Nial Moores, October 18th
On October 16th, after cancelled travel plans and a disappointing three-hour session at Igidae counting visible migrants, I walked up the SK bank and relocated both the long-staying Long-tailed Shrike Lanius schach and a / the large flock of Eastern Great Tit Parus minor. This flock was first found here on October 10th – a day of northerly winds and heavy migration. On 16th, at least 265 Eastern Great Tit were counted (compared with 270 on the 10th), including groups of several dozen feeding in a sheltered and sun-washed tree-belt and many more feeding low down to the ground. One of these ground-feeders looked a little brighter, even in flight and to the naked eye. I wondered therefore, though with little conviction, whether this might be a Northern Great Tit Parus major. Northern Great Tit has been recorded in the ROK only once before (a specimen found in a tray of Easterns by Park Jong-Gil), and is a species now known to be irrupting into Western Europe. According to Danish birder Jens Thalund, a Northern with a Moscow ring was recovered in eastern Denmark on October 9th this year – a distance of 1500km in a straight line. Looking at the map in Mark Brazil’s field-guide, the nearest breeding Northern Great Tit could be less than 1500km from northern Gangwon Province (so less than 2000km north of Busan). During irruptions, some from among the massive number of Easterns on the move (e.g. 2,400 counted flying out to sea from one point on Socheong on October 21st 2009) might be coming from “the north”. Could irruptions of Easterns therefore sometimes pull a few Northerns with them – even all the way down to Busan?
Lacking much experience with my new camera I took a couple of hurried digiscope images just before this bright bird was flushed into deeper cover by a Eurasian Jay Garrulus glandrius. A further 90 minutes passed, and there was no sign of anything in view but standard-looking Easterns – with the tit flock becoming more agitated due to overhead raptors and several passing crowds of colourful hikers. After multiple odd “can it be” birding moments this autumn (all in Busan), and knowing that I was over-checking every great tit because of that irruption of Northern Great Tit into Europe, I put the bird’s perceived brightness down to tiredness, too many mosquito bites and a disappointingly over-active imagination, and continued my walk on up through the woodland…
Today, I downloaded the images.
The images (Image 1 and Image 2) are indeed extremely poor. Cropped and otherwise unaltered, however, they appear to show a blur-headed great tit sensu lato with much of the underparts more or less evenly yellow, unlike the off-white underparts of an Eastern. Some of this colour might be due to reflected light from the plants, but of interest, in addition to the smoothness of the yellow on the breast sides, the vent also looks contrastingly pale (white or whitish).

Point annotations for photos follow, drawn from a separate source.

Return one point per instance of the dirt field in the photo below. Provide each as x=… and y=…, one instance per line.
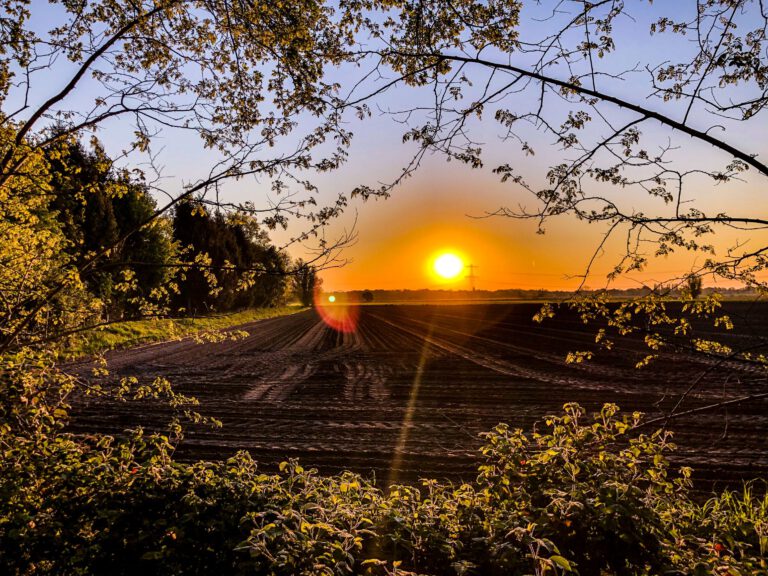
x=406, y=393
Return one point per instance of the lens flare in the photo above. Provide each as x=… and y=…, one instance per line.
x=338, y=315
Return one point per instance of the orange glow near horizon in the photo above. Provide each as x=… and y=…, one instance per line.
x=341, y=317
x=448, y=265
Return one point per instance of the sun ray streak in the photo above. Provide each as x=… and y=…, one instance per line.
x=405, y=426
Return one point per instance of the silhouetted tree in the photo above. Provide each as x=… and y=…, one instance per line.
x=100, y=208
x=693, y=285
x=305, y=282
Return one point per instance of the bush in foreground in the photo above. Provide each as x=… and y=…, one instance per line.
x=587, y=495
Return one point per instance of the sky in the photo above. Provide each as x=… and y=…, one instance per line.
x=442, y=207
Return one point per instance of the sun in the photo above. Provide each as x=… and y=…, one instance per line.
x=448, y=265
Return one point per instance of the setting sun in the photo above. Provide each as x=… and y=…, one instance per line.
x=448, y=266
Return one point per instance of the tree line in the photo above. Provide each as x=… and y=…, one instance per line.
x=195, y=260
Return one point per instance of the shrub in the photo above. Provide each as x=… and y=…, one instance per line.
x=579, y=495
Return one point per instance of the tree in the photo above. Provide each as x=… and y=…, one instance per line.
x=305, y=282
x=693, y=285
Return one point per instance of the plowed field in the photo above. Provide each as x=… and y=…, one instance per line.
x=408, y=391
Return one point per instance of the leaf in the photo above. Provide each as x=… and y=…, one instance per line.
x=562, y=562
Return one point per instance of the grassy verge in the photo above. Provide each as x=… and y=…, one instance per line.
x=133, y=333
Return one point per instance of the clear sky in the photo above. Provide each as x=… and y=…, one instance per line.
x=438, y=208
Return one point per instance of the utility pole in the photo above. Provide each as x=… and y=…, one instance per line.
x=472, y=276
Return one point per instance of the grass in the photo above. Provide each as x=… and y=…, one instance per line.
x=122, y=335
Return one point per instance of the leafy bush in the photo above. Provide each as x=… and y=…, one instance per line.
x=583, y=496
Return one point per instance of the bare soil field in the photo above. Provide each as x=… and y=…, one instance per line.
x=407, y=393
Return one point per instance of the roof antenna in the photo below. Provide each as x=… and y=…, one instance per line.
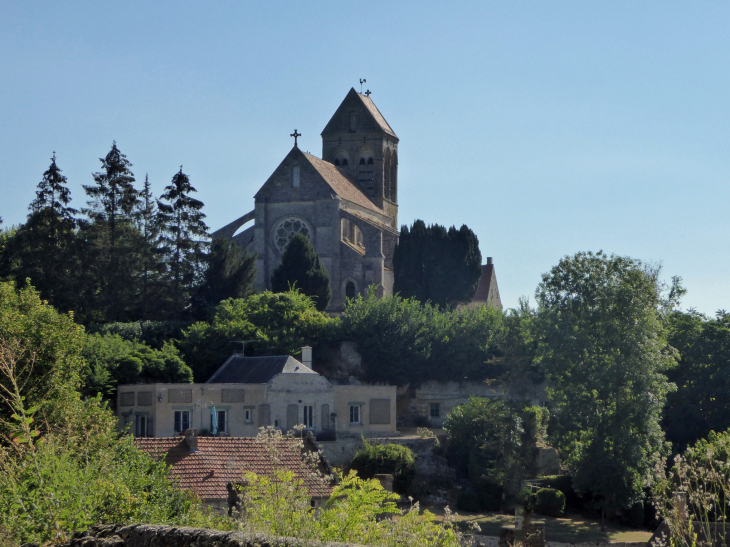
x=243, y=346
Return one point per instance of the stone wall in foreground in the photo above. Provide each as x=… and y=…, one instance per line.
x=145, y=535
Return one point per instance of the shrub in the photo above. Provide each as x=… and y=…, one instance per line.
x=393, y=459
x=550, y=502
x=468, y=500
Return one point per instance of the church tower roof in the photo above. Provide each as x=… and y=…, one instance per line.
x=374, y=121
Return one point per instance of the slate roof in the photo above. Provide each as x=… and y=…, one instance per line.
x=222, y=460
x=343, y=184
x=256, y=370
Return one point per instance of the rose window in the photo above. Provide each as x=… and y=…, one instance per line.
x=288, y=228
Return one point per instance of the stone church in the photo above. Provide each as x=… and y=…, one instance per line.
x=346, y=204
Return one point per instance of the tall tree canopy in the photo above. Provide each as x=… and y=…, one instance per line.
x=301, y=268
x=229, y=274
x=437, y=265
x=184, y=240
x=603, y=346
x=700, y=404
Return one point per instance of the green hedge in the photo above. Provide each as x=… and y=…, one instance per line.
x=550, y=502
x=392, y=459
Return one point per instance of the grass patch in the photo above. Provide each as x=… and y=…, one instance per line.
x=572, y=528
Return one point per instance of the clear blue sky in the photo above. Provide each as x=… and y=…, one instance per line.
x=546, y=127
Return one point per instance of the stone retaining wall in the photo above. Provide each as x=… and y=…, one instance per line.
x=145, y=535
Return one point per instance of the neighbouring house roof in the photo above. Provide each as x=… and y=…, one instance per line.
x=256, y=370
x=223, y=460
x=343, y=183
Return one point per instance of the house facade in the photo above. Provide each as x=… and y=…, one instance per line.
x=247, y=393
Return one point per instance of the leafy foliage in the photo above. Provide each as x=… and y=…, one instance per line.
x=495, y=442
x=403, y=341
x=357, y=512
x=301, y=268
x=111, y=360
x=702, y=377
x=550, y=502
x=603, y=347
x=280, y=323
x=434, y=265
x=392, y=459
x=229, y=274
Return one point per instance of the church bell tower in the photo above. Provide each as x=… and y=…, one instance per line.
x=358, y=140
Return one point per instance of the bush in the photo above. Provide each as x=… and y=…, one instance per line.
x=468, y=500
x=550, y=502
x=392, y=459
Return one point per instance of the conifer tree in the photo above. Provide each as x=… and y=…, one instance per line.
x=230, y=274
x=113, y=250
x=114, y=197
x=183, y=239
x=301, y=268
x=44, y=247
x=437, y=265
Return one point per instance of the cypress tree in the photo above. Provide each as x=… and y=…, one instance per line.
x=437, y=265
x=230, y=274
x=184, y=241
x=301, y=268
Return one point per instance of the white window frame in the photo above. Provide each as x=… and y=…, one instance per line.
x=355, y=412
x=182, y=427
x=308, y=416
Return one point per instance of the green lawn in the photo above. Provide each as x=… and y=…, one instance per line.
x=570, y=529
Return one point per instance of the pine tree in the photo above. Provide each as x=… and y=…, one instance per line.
x=44, y=247
x=114, y=198
x=230, y=274
x=184, y=241
x=301, y=268
x=437, y=265
x=114, y=245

In most light conditions, Eastern show neither yellow tones on the underparts, nor any clear contrast between the ground colour of the vent and the breast and belly-sides. Moreover, other Easterns in the same clump of vegetation and in the same light conditions which were digiscoped immediately after did not look similar to the bright individual. The closest was one that seemed to “develop” some greenish-yellow-buff tones to the breast sides (reflected from the plants, as in Image 4), with these tones then disappearing in direct light (Images 3 and 5).
In addition to the underparts, the upperparts in the bright individual also appear, in the images at least, much more yellowy-green than is typical in an Eastern. This bright colour also appears to extend quite far down the upperparts. In apparent contrast, Easterns have a large white nape spot, edged by bright yellowy-green on the upper mantle, which then usually (invariably?) darkens to a rather darker-olive. The scapulars typically appear blue-grey, rather than bluish, and the greater wing-coverts appear almost black, though with bluer edges and broad white tips (Images 6 and 7). Therefore, apart from the mantle, Easterns are quite subtly coloured.
A further search will be made for this bird on my next trip to Igidae. In the meantime, it would be most helpful to receive comments and links to images of bright Eastern Great Tit and east Russian Northern Great Tit for comparison…Thanks in advance!